By analyzing existing cross correlation between Daqo New Energy and Axcelis Technologies, you can compare the effects of market volatilities on Daqo New and Axcelis Technologies and check how they will diversify away market risk if combined in the same portfolio for a given time horizon. You can also utilize pair trading strategies of matching a long position in Daqo New with a short position of Axcelis Technologies. Check out your portfolio center. Please also check ongoing floating volatility patterns of Daqo New and Axcelis Technologies.

Diversification Opportunities for Daqo New and Axcelis Technologies

-0.45
  Correlation Coefficient

Very good diversification

The 3 months correlation between Daqo and Axcelis is -0.45. Overlapping area represents the amount of risk that can be diversified away by holding Daqo New Energy and Axcelis Technologies in the same portfolio, assuming nothing else is changed. The correlation between historical prices or returns on Axcelis Technologies and Daqo New is a relative statistical measure of the degree to which these equity instruments tend to move together. The correlation coefficient measures the extent to which returns on Daqo New Energy are associated (or correlated) with Axcelis Technologies. Values of the correlation coefficient range from -1 to +1, where. The correlation of zero (0) is possible when the price movement of Axcelis Technologies has no effect on the direction of Daqo New i.e., Daqo New and Axcelis Technologies go up and down completely randomly.

Pair Corralation between Daqo New and Axcelis Technologies

Allowing for the 90-day total investment horizon Daqo New Energy is expected to under-perform the Axcelis Technologies. In addition to that, Daqo New is 2.33 times more volatile than Axcelis Technologies.

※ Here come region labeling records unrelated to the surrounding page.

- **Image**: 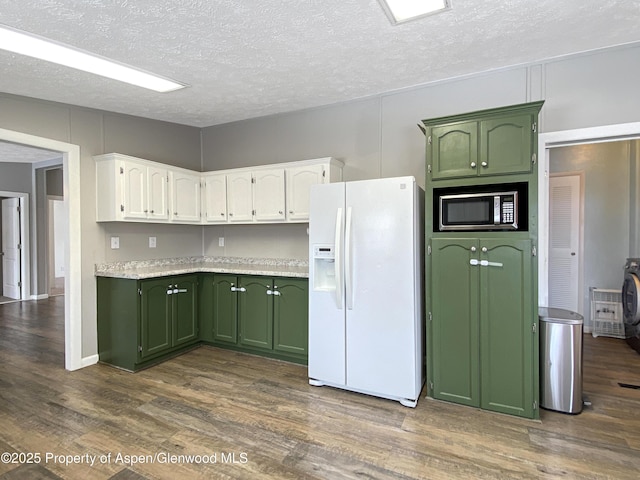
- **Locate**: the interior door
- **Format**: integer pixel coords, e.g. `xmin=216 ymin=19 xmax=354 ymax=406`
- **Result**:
xmin=549 ymin=175 xmax=582 ymax=313
xmin=2 ymin=198 xmax=21 ymax=299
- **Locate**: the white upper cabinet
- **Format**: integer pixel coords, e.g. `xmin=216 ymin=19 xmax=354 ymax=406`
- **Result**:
xmin=95 ymin=154 xmax=169 ymax=222
xmin=94 ymin=153 xmax=344 ymax=224
xmin=147 ymin=166 xmax=169 ymax=221
xmin=169 ymin=170 xmax=200 ymax=223
xmin=286 ymin=165 xmax=328 ymax=222
xmin=253 ymin=168 xmax=285 ymax=222
xmin=202 ymin=173 xmax=227 ymax=223
xmin=227 ymin=172 xmax=253 ymax=223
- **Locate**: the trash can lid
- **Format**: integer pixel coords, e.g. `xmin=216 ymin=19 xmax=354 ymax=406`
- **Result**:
xmin=538 ymin=307 xmax=584 ymax=325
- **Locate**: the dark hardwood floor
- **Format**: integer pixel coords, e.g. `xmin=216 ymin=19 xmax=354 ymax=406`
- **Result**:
xmin=0 ymin=297 xmax=640 ymax=480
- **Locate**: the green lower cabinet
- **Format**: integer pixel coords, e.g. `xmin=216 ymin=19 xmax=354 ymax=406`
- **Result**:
xmin=431 ymin=239 xmax=480 ymax=407
xmin=237 ymin=276 xmax=273 ymax=350
xmin=97 ymin=275 xmax=199 ymax=371
xmin=200 ymin=274 xmax=309 ymax=364
xmin=429 ymin=238 xmax=538 ymax=418
xmin=273 ymin=278 xmax=309 ymax=358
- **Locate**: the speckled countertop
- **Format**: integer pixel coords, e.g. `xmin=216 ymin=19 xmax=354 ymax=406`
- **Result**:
xmin=95 ymin=257 xmax=309 ymax=280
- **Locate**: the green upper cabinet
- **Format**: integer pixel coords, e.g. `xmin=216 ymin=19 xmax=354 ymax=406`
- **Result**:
xmin=427 ymin=122 xmax=478 ymax=180
xmin=477 ymin=114 xmax=537 ymax=175
xmin=423 ymin=102 xmax=542 ymax=180
xmin=273 ymin=278 xmax=309 ymax=357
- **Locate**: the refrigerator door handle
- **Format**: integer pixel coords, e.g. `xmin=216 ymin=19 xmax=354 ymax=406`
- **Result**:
xmin=333 ymin=207 xmax=342 ymax=310
xmin=344 ymin=207 xmax=353 ymax=310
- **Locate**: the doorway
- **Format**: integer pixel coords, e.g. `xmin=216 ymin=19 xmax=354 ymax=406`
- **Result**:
xmin=549 ymin=172 xmax=584 ymax=314
xmin=0 ymin=128 xmax=82 ymax=370
xmin=0 ymin=191 xmax=30 ymax=303
xmin=47 ymin=195 xmax=67 ymax=296
xmin=538 ymin=123 xmax=640 ymax=327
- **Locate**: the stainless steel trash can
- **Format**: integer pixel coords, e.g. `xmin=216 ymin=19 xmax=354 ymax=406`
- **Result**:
xmin=538 ymin=307 xmax=584 ymax=414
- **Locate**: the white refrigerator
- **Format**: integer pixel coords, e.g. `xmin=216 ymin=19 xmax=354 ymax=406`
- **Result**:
xmin=309 ymin=177 xmax=425 ymax=407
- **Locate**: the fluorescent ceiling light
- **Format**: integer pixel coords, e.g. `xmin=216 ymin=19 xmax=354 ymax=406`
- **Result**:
xmin=0 ymin=25 xmax=187 ymax=93
xmin=378 ymin=0 xmax=451 ymax=25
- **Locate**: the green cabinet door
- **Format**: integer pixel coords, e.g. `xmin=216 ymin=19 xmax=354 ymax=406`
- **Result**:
xmin=213 ymin=275 xmax=238 ymax=345
xmin=478 ymin=113 xmax=534 ymax=175
xmin=238 ymin=276 xmax=273 ymax=350
xmin=479 ymin=239 xmax=537 ymax=418
xmin=139 ymin=278 xmax=172 ymax=359
xmin=170 ymin=275 xmax=198 ymax=347
xmin=273 ymin=278 xmax=309 ymax=357
xmin=431 ymin=238 xmax=480 ymax=406
xmin=427 ymin=121 xmax=478 ymax=180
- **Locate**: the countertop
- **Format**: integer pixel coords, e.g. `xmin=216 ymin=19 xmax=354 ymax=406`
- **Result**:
xmin=95 ymin=257 xmax=309 ymax=280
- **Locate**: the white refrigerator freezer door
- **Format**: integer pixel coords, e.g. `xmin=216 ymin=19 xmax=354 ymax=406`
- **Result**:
xmin=345 ymin=177 xmax=421 ymax=398
xmin=309 ymin=183 xmax=346 ymax=385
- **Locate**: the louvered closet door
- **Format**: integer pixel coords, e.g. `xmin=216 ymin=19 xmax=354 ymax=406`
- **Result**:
xmin=549 ymin=175 xmax=582 ymax=313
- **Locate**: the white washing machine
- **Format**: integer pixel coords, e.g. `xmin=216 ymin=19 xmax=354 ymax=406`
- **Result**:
xmin=622 ymin=258 xmax=640 ymax=353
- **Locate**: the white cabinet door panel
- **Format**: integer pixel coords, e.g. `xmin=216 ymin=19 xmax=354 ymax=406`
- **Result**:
xmin=170 ymin=171 xmax=200 ymax=222
xmin=147 ymin=163 xmax=169 ymax=220
xmin=253 ymin=169 xmax=285 ymax=222
xmin=202 ymin=174 xmax=227 ymax=223
xmin=286 ymin=165 xmax=324 ymax=221
xmin=227 ymin=172 xmax=253 ymax=222
xmin=122 ymin=162 xmax=147 ymax=220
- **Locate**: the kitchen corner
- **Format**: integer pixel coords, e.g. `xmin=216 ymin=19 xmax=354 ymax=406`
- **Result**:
xmin=95 ymin=256 xmax=309 ymax=372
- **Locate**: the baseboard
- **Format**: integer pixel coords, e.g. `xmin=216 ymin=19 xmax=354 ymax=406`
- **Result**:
xmin=80 ymin=353 xmax=100 ymax=368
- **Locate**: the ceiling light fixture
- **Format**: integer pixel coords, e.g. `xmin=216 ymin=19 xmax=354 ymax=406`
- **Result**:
xmin=378 ymin=0 xmax=451 ymax=25
xmin=0 ymin=25 xmax=187 ymax=93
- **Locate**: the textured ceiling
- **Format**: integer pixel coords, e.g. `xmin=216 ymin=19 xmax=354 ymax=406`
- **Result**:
xmin=0 ymin=0 xmax=640 ymax=127
xmin=0 ymin=142 xmax=62 ymax=163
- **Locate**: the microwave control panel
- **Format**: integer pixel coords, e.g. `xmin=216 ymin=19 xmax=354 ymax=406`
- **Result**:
xmin=495 ymin=196 xmax=515 ymax=224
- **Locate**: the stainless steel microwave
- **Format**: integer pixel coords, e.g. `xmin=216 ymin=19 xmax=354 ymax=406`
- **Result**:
xmin=434 ymin=190 xmax=521 ymax=232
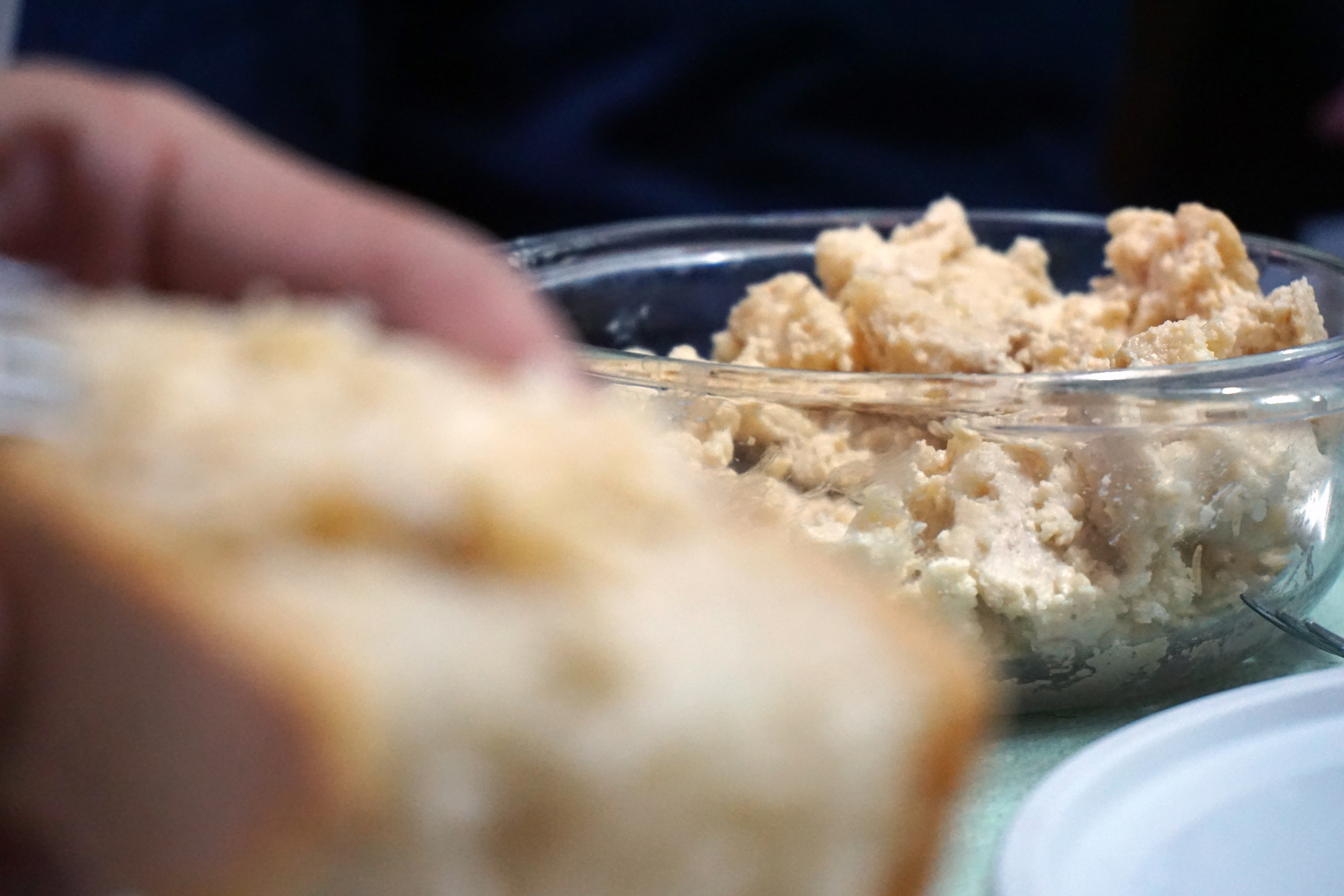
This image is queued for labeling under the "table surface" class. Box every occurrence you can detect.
[929,579,1344,896]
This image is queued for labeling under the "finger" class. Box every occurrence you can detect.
[0,63,566,370]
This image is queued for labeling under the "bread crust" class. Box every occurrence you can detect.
[0,441,368,896]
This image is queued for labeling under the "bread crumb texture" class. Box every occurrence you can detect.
[656,199,1331,663]
[2,294,985,896]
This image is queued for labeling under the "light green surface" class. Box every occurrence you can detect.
[929,579,1344,896]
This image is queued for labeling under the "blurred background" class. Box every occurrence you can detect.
[19,0,1344,247]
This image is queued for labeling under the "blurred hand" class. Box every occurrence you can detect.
[0,63,566,364]
[0,63,569,896]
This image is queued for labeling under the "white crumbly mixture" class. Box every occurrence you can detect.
[656,199,1328,654]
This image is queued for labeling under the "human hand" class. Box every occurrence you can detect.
[0,65,569,896]
[0,63,567,364]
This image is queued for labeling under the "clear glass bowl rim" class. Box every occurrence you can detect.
[503,208,1344,429]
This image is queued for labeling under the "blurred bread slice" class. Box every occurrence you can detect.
[0,300,986,896]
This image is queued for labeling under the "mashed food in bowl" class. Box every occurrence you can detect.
[650,199,1329,676]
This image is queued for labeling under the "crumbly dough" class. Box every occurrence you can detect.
[656,199,1328,655]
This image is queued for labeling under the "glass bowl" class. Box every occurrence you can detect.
[507,210,1344,712]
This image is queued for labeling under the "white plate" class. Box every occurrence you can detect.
[995,669,1344,896]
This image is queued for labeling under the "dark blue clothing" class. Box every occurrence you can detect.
[20,0,1124,235]
[20,0,1344,237]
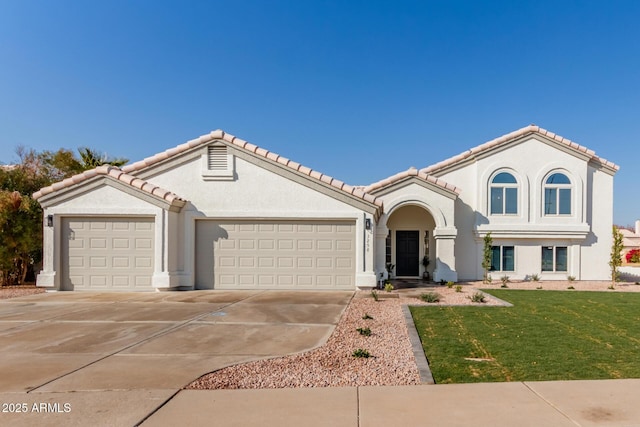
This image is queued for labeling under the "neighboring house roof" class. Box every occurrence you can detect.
[33,165,186,207]
[362,167,461,195]
[122,129,382,208]
[420,125,620,173]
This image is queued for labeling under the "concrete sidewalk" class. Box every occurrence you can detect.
[142,379,640,427]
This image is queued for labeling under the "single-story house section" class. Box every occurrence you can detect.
[34,125,618,290]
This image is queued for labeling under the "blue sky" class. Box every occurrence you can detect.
[0,0,640,225]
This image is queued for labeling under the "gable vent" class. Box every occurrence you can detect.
[207,145,228,171]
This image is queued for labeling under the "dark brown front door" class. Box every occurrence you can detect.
[396,230,420,276]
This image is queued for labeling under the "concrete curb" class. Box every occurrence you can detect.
[402,305,436,384]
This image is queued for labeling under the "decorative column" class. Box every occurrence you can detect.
[433,227,458,282]
[374,219,389,281]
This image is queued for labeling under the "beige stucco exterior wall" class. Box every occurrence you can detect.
[136,151,376,287]
[436,136,613,280]
[37,185,172,289]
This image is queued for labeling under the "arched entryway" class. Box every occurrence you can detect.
[385,203,437,278]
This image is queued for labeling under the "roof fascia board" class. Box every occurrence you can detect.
[370,176,458,200]
[38,175,182,212]
[424,131,593,177]
[230,148,380,219]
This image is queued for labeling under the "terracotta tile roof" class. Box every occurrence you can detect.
[420,125,620,173]
[33,165,186,207]
[363,167,461,194]
[122,129,382,207]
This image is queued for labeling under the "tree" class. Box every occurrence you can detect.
[482,233,493,283]
[609,225,624,288]
[0,190,42,286]
[0,147,128,286]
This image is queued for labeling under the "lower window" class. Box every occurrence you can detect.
[491,246,515,271]
[542,246,567,271]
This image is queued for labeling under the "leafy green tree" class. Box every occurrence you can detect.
[78,147,129,170]
[609,225,624,288]
[0,147,128,286]
[0,190,42,286]
[482,233,493,283]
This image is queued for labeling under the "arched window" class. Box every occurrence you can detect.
[544,172,571,215]
[490,172,518,215]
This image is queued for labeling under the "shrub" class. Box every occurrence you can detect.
[356,328,371,337]
[625,249,640,263]
[468,291,486,302]
[420,292,440,302]
[351,348,371,359]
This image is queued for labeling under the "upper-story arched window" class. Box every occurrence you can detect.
[544,172,571,215]
[490,172,518,215]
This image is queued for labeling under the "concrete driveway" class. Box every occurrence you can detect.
[0,291,353,425]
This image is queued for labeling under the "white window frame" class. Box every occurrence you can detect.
[540,245,569,273]
[487,170,521,216]
[489,245,516,273]
[542,171,575,217]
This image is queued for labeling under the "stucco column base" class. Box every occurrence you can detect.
[151,271,188,291]
[356,271,377,290]
[36,270,56,289]
[433,227,458,282]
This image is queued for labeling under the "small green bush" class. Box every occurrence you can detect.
[351,348,371,359]
[420,292,440,302]
[356,328,371,337]
[468,291,487,302]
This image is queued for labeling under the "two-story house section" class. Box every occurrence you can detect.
[421,125,618,280]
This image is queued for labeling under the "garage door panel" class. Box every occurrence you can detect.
[62,217,154,290]
[196,220,355,289]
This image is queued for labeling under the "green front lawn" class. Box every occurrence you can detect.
[411,290,640,384]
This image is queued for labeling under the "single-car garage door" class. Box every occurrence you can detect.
[61,217,154,290]
[196,220,355,289]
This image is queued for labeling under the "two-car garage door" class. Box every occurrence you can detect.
[196,220,355,289]
[61,217,154,290]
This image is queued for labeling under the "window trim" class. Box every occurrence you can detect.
[487,169,521,217]
[542,170,575,217]
[489,245,516,273]
[540,246,569,273]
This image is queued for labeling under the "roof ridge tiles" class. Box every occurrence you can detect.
[33,165,186,206]
[420,124,620,173]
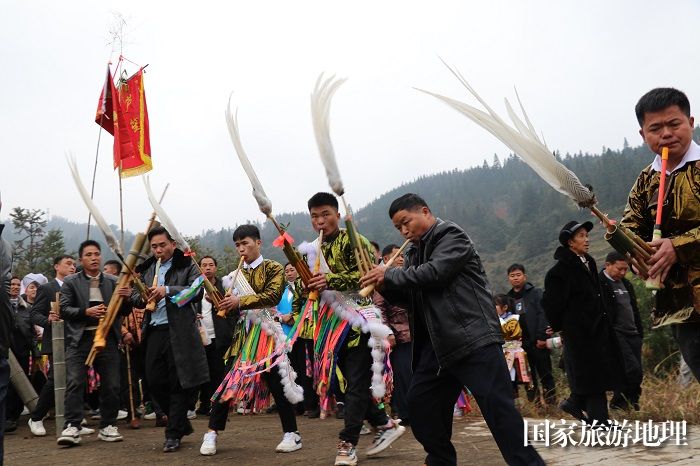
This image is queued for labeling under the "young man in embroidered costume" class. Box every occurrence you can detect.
[199,225,302,456]
[362,194,544,465]
[621,88,700,380]
[131,226,209,453]
[300,192,406,466]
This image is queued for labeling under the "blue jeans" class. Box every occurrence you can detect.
[0,358,10,466]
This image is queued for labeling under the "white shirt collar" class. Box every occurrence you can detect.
[243,254,264,269]
[651,141,700,175]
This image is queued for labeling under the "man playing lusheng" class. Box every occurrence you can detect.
[621,88,700,380]
[362,194,544,465]
[300,193,406,466]
[199,225,302,456]
[131,226,209,453]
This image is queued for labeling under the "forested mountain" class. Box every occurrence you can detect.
[6,128,700,291]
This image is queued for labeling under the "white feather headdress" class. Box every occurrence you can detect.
[418,62,596,208]
[311,73,345,196]
[143,176,191,253]
[66,154,124,258]
[226,94,272,217]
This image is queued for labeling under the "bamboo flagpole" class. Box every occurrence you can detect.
[360,240,410,298]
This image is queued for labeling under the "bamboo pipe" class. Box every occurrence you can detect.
[309,230,323,301]
[146,259,160,312]
[51,320,66,437]
[216,256,245,318]
[360,240,410,298]
[85,233,146,366]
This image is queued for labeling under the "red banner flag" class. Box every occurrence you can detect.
[95,65,117,135]
[114,68,153,178]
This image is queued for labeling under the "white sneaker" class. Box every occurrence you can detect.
[333,440,357,466]
[97,426,124,442]
[27,418,46,437]
[275,432,301,453]
[367,420,406,456]
[199,431,219,456]
[56,426,80,446]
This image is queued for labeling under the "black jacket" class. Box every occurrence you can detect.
[60,271,131,348]
[32,278,61,354]
[542,246,621,395]
[384,219,503,367]
[508,282,549,350]
[11,296,38,360]
[130,249,209,389]
[598,270,644,338]
[0,228,13,358]
[194,278,236,348]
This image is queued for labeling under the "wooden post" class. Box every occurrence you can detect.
[51,320,66,437]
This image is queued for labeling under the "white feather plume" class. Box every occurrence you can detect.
[418,62,596,207]
[226,94,272,217]
[66,154,124,257]
[143,176,190,253]
[311,73,345,196]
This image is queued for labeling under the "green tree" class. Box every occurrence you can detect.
[33,229,66,277]
[10,207,47,276]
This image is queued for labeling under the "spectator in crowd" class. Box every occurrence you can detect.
[195,256,236,416]
[372,248,413,426]
[0,210,14,466]
[508,264,556,404]
[599,251,644,411]
[28,254,75,437]
[5,277,36,432]
[542,221,618,424]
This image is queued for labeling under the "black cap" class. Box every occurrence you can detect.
[559,220,593,246]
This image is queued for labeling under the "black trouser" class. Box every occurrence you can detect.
[0,357,10,466]
[569,392,609,425]
[64,329,119,429]
[146,325,195,439]
[408,342,544,466]
[671,322,700,382]
[526,347,556,404]
[31,354,56,422]
[290,338,319,411]
[390,342,412,423]
[209,366,297,432]
[195,339,228,410]
[338,333,389,445]
[610,332,643,409]
[5,348,29,422]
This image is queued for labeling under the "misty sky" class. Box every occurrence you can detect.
[0,0,700,234]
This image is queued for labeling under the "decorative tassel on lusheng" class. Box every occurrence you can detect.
[212,309,304,411]
[314,291,391,406]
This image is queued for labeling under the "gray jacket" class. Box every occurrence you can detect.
[0,224,14,358]
[131,249,209,388]
[61,272,131,347]
[384,218,503,367]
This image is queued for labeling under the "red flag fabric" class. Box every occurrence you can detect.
[114,68,153,178]
[95,65,117,135]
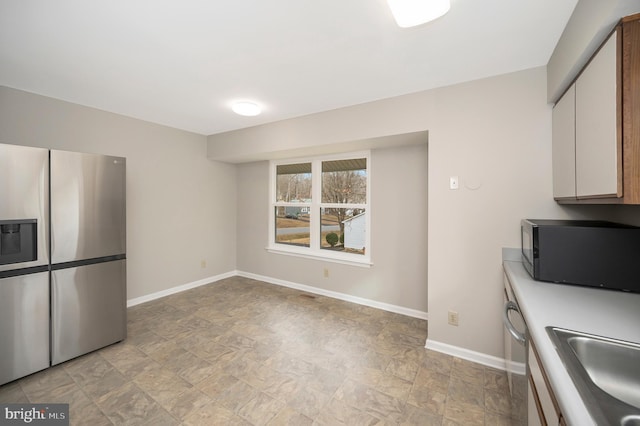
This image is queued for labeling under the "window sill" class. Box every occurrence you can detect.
[266,246,373,268]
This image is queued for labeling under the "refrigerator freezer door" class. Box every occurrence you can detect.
[0,144,49,271]
[51,150,126,264]
[0,272,49,385]
[51,260,127,365]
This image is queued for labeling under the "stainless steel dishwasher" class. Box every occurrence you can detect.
[502,274,528,425]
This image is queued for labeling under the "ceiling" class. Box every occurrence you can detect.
[0,0,577,135]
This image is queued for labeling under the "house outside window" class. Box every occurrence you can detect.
[268,151,371,265]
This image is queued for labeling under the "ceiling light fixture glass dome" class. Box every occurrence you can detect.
[231,101,262,117]
[387,0,451,28]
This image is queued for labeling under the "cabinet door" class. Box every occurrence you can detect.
[576,33,622,197]
[552,85,576,199]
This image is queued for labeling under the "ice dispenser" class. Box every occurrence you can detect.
[0,219,38,265]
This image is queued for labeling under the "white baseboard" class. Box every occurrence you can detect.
[424,338,506,370]
[237,271,429,320]
[127,271,238,308]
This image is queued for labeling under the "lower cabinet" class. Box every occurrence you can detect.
[527,341,565,426]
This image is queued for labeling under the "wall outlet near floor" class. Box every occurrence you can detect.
[449,311,458,326]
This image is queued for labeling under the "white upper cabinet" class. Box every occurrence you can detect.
[552,13,640,204]
[552,85,576,199]
[575,32,622,198]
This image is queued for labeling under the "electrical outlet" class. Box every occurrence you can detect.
[449,176,460,189]
[449,311,458,326]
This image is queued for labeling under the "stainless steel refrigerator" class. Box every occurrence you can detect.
[0,144,126,384]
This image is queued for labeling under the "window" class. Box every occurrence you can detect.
[269,152,371,264]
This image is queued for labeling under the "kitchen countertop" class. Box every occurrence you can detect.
[503,260,640,426]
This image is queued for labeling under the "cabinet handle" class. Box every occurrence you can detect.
[502,300,526,346]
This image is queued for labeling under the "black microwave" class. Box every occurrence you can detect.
[520,219,640,293]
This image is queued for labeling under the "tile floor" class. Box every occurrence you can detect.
[0,277,510,426]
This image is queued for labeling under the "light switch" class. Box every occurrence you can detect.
[449,176,458,189]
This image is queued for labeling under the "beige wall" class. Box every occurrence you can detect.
[208,68,577,358]
[0,87,236,299]
[237,143,428,314]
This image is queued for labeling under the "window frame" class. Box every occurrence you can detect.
[267,151,372,267]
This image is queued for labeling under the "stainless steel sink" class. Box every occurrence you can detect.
[547,327,640,426]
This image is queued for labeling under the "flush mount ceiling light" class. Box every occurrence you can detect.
[387,0,451,28]
[231,101,262,117]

It trades about -0.3 of its total potential returns per unit of risk. Axcelis Technologies is currently generating about -0.31 per unit of volatility. If you would invest  9,012  in Axcelis Technologies on August 27, 2024 and sell it today you would lose (1,505) from holding Axcelis Technologies or give up 16.7% of portfolio value over 90 days.
Time Period3 Months [change]
DirectionMoves Against 
StrengthVery Weak
Accuracy100.0%
ValuesDaily Returns

Daqo New Energy  vs.  Axcelis Technologies

 Performance 
       Timeline  
Daqo New Energy 

Risk-Adjusted Performance

7 of 100

 
Weak
 
Strong
OK
Compared to the overall equity markets, risk-adjusted returns on investments in Daqo New Energy are ranked lower than 7 (%) of all global equities and portfolios over the last 90 days. Even with relatively weak basic indicators, Daqo New reported solid returns over the last few months and may actually be approaching a breakup point.
Axcelis Technologies 

Risk-Adjusted Performance

0 of 100

 
Weak
 
Strong
Very Weak
Over the last 90 days Axcelis Technologies has generated negative risk-adjusted returns adding no value to investors with long positions. In spite of weak performance in the last few months, the Stock's essential indicators remain comparatively stable which may send shares a bit higher in December 2024. The newest uproar may also be a sign of mid-term up-swing for the firm private investors.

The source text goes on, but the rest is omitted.